Modeling parallel computations

sequential algorithm: a single processor connected to a memory system (RAM)

parallel computations: more complicated - requires understanding of the various models and the relationship among them

two classes of parallel models

  • multiprocessor

  • n processors, shared memory

  • three types multiprocessor models:

    1. local memory machine model

    each processor can access its own local memory directly, but can access the memory in another processor only by sending a memory request through the network.

    1. modular memory machine model

    processor accesses the memory in a memory module by sending a memory request through the network.

    1. PRAM (parallel random-access machine) model

    a processor can access any word of memory in a single step. these accesses can occur in parallel.

    controversial: no real machine lives up to its ideal of unit-tie access to shared memory

  • network topology

    1. bus
    2. 2-dimensional mesh
    3. hypercube
    4. 2-level multistage network
    5. fat-tree

    routing capabilities: latency and bandwidth

  • primitive operation

    1. instruction that perform concurrent accesses to the same shared memory location
    2. instructions for synchronization
    3. instructions that perform global operations on data
  • work-depth model

alternative to focusing on machine, focusing on the algorithm

cost of algorithm: total number of operations it performs & dependencies among those operations.

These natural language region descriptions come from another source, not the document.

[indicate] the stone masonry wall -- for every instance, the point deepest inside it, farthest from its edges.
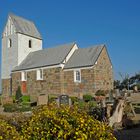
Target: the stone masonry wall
(100, 77)
(49, 85)
(6, 87)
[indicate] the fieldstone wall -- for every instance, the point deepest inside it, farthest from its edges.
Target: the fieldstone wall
(49, 85)
(100, 77)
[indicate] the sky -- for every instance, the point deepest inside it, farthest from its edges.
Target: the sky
(115, 23)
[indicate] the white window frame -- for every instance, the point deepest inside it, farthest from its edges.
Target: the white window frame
(23, 76)
(9, 43)
(77, 78)
(30, 44)
(39, 74)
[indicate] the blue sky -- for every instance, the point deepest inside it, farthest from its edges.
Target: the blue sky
(115, 23)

work W, depth D, parallelism P: \(\mathcal P=\frac{W}{D}\)

three classes of work-depth model:

  1. circuit models

    node (represents basic operation)

    arcs (provide inputs to other node)

    acyclic (无环的)

  2. vector machine models

    algorithm is expressed as a sequence of steps, each of which performs an operation on a vector of input values, and produces a vector result.

    work: sum of the work of its steps

    depth: number of vector steps

  3. language-based models

    work: calling 2 func in parallel = sum of the work of the 2 calls

    depth: equal to maximum of the depth of the 2 calls

assigning costs to algorithms: roughly work = time*num of processors, slightly additional cost than same sequential computer.

Parallel algorithmic techniques

divide-and-conquer 分治

even divide-and-conquer algorithms that were designed for sequential machines typically have some inherent parallelism.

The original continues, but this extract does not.